The only thing the governments at the Centre and in states need to do is to protect people's right to free speech and save them from violent attacks.

Written by Meghnad Desai | Updated: November 29, 2015 1:04 am
PM Narendra Modi PM Narendra Modi

Germaine Greer faces a boycott because she says transgenders are not real women. At a Canadian university, yoga classes have been cancelled reportedly because of concerns about “cultural genocide”! Labour MPs who disagree with their leader Jeremy Corbyn (who always disagreed with previous leaders) are threatened by cyber trolls with death.

Donald Trump wants to expel all illegal immigrants and build a Berlin Wall across the border with Mexico. He wants to keep a register of American Muslims as potential terrorists. He has won maximum support among Republicans.
There is an orgy of intolerance out there in the world. Twitter has made intolerance easy to practise. You can be insulting and anonymous. You don’t need grammar or style to punch in 140 characters. It is more effective than shouting. People lay themselves open to attack on Facebook, and if you have Google Alerts, you may spend sleepless nights looking at what is being said about you.

In India, there is a complaint about intolerance from those who frankly don’t like the change in government. But more has changed than just government. There is a new political order in power. After nearly 70 years of a single dominant ideology, it has shocked and surprised people that there are people who think differently. The new kids on the block lack the sophistication of the old elite. They have a different idea of India. They are aggressive in expressing themselves, even clumsy. But they are as Indian as those who are unhappy with their having come to power. These are people defending the cow or doubting that Muslims are genuinely part of India. They proclaim how pluralistic Hinduism is since Muslims and Parsis are tolerated here. For the other side that is a sign of intolerance. Why?

At its independence, the USA asserted equality of all men but was in denial about slavery. After 70 years, there was a civil war not on the question of slavery but whether the Union could survive with differences about slavery. India was born in the bloodbath of Partition. The Congress, while denying the two-nation ideology, signed its implementation.

There has never been a frank discussion of this birthmark of India as a nation.

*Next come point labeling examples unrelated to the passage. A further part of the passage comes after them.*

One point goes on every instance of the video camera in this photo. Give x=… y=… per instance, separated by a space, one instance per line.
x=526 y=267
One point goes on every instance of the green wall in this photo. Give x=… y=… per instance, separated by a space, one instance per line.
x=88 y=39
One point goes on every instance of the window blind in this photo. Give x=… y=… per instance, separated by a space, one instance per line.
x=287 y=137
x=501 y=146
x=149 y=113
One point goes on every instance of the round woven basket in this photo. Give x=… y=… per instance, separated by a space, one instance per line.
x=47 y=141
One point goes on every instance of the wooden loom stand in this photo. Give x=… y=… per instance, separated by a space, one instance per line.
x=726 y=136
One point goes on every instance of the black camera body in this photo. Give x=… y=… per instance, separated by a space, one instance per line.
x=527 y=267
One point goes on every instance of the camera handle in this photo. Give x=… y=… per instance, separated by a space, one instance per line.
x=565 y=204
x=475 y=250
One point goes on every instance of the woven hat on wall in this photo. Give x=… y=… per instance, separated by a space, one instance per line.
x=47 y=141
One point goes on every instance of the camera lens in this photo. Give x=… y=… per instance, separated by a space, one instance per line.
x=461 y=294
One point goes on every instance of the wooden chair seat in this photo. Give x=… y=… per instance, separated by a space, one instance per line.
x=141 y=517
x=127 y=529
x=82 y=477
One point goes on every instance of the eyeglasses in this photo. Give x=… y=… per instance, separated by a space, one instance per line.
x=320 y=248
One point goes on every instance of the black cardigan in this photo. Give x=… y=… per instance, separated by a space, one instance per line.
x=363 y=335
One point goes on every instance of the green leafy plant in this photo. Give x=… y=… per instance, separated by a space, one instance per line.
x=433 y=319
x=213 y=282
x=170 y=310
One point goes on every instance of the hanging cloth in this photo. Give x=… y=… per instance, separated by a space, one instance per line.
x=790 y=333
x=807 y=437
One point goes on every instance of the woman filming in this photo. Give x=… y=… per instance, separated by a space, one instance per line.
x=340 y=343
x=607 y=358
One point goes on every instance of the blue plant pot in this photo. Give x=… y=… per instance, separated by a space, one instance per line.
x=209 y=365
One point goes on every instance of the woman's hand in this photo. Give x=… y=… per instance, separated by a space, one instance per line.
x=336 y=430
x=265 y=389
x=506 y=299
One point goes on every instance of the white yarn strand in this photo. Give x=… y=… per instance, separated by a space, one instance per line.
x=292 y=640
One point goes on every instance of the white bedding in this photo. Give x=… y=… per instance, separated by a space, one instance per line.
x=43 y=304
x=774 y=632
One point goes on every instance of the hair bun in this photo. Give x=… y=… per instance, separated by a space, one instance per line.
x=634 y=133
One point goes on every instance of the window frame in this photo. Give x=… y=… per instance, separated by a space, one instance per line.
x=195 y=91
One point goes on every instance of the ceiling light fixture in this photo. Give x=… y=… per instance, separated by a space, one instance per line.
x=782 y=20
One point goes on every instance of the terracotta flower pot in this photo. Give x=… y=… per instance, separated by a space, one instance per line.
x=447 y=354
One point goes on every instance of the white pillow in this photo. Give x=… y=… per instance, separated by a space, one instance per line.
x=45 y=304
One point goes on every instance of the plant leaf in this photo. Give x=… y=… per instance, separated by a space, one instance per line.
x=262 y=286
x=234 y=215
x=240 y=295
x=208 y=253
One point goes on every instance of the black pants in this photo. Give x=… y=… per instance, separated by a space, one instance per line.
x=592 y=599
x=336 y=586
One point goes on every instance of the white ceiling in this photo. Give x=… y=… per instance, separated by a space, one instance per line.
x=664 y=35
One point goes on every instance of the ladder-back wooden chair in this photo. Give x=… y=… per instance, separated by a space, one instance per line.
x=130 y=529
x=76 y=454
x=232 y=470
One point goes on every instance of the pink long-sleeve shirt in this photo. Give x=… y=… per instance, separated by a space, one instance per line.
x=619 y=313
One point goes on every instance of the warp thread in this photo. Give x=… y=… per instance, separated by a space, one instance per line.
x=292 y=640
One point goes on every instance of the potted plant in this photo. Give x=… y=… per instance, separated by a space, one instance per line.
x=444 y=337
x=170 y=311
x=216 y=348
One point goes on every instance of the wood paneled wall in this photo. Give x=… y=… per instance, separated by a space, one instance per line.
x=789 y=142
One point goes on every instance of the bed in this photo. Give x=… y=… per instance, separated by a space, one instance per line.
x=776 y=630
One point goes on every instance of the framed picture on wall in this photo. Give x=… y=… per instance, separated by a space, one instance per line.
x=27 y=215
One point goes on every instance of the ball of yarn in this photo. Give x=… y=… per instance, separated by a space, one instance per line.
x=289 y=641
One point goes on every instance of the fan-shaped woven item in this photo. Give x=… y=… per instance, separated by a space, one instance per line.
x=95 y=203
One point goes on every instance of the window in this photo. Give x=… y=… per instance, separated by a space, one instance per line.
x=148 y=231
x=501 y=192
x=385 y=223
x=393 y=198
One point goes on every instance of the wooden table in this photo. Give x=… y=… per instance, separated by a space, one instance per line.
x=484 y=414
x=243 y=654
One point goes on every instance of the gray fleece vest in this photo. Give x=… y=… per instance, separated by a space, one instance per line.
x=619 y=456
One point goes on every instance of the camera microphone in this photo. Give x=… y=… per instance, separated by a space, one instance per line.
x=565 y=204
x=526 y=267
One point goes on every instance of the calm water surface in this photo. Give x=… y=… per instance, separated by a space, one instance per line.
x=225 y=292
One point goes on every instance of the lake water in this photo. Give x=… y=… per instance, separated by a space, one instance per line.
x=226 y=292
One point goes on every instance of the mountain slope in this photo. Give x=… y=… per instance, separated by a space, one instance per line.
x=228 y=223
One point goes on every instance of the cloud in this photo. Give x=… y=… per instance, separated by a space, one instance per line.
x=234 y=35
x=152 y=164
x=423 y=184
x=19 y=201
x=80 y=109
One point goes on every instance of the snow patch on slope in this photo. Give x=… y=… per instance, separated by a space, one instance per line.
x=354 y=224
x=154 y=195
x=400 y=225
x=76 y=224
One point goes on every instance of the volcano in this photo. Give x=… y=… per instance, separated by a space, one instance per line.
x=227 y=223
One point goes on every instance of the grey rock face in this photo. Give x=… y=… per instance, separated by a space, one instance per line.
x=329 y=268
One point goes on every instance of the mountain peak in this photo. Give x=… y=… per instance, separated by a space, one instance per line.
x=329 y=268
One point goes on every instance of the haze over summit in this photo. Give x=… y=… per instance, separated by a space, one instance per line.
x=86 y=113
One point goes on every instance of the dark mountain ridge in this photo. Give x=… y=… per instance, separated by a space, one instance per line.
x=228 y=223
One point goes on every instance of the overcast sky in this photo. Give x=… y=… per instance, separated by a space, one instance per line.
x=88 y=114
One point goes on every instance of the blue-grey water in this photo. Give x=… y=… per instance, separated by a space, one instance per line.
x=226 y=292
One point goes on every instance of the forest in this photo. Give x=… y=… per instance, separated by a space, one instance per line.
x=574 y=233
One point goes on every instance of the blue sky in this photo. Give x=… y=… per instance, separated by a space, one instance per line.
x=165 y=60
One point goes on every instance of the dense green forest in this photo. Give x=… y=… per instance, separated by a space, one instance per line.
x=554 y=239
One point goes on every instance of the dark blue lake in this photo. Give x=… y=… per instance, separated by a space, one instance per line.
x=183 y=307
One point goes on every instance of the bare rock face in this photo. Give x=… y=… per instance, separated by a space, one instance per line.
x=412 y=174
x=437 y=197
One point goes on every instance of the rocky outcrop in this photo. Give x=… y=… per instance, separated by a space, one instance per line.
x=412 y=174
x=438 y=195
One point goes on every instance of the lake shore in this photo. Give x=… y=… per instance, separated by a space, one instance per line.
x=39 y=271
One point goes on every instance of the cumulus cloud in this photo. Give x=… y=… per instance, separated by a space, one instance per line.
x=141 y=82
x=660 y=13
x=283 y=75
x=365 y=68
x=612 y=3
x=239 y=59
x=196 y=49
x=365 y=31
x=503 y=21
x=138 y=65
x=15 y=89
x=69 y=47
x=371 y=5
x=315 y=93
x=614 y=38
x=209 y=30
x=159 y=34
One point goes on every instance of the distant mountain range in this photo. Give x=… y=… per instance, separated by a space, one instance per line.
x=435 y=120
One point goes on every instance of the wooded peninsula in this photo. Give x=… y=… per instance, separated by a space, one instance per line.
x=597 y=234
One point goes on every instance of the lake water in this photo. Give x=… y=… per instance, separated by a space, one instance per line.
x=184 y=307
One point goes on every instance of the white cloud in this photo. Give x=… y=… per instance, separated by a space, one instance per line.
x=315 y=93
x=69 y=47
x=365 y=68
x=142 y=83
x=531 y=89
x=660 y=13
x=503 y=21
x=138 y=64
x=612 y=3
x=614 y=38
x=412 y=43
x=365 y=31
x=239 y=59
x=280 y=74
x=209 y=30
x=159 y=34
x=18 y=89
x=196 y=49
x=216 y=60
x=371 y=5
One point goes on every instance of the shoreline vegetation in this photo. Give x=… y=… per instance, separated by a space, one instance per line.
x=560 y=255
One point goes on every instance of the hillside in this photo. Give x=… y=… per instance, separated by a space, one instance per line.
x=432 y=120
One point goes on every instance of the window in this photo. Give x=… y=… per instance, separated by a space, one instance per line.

Jawaharlal Nehru insisted that India could only survive as a nation by denying the two-nation ideology. But official denial and harnessing academics to support the syncretic idea of India did not make it any truer than its rival — the idea of India as a Hindu nation with non-Hindu minorities. This vision of Indian history may lack Oxbridge panache but has to be debated. It is back.

This idea is not alien but as Indian as the other one. It will not go away with award wapsi or writing letters to The Guardian. It has to be openly debated. The old days when the prime minister dictated what we could think are gone. Narendra Modi may terrify his Cabinet but even he cannot silence the alternative view.

The only thing the governments at the Centre and in states need to do is to protect people’s right to free speech and save them from violent attacks. No more M F Hussain sent in exile. No more banning Salman Rushdie. No attacks on rationalists. The BJP better do it if it seriously wants a second term.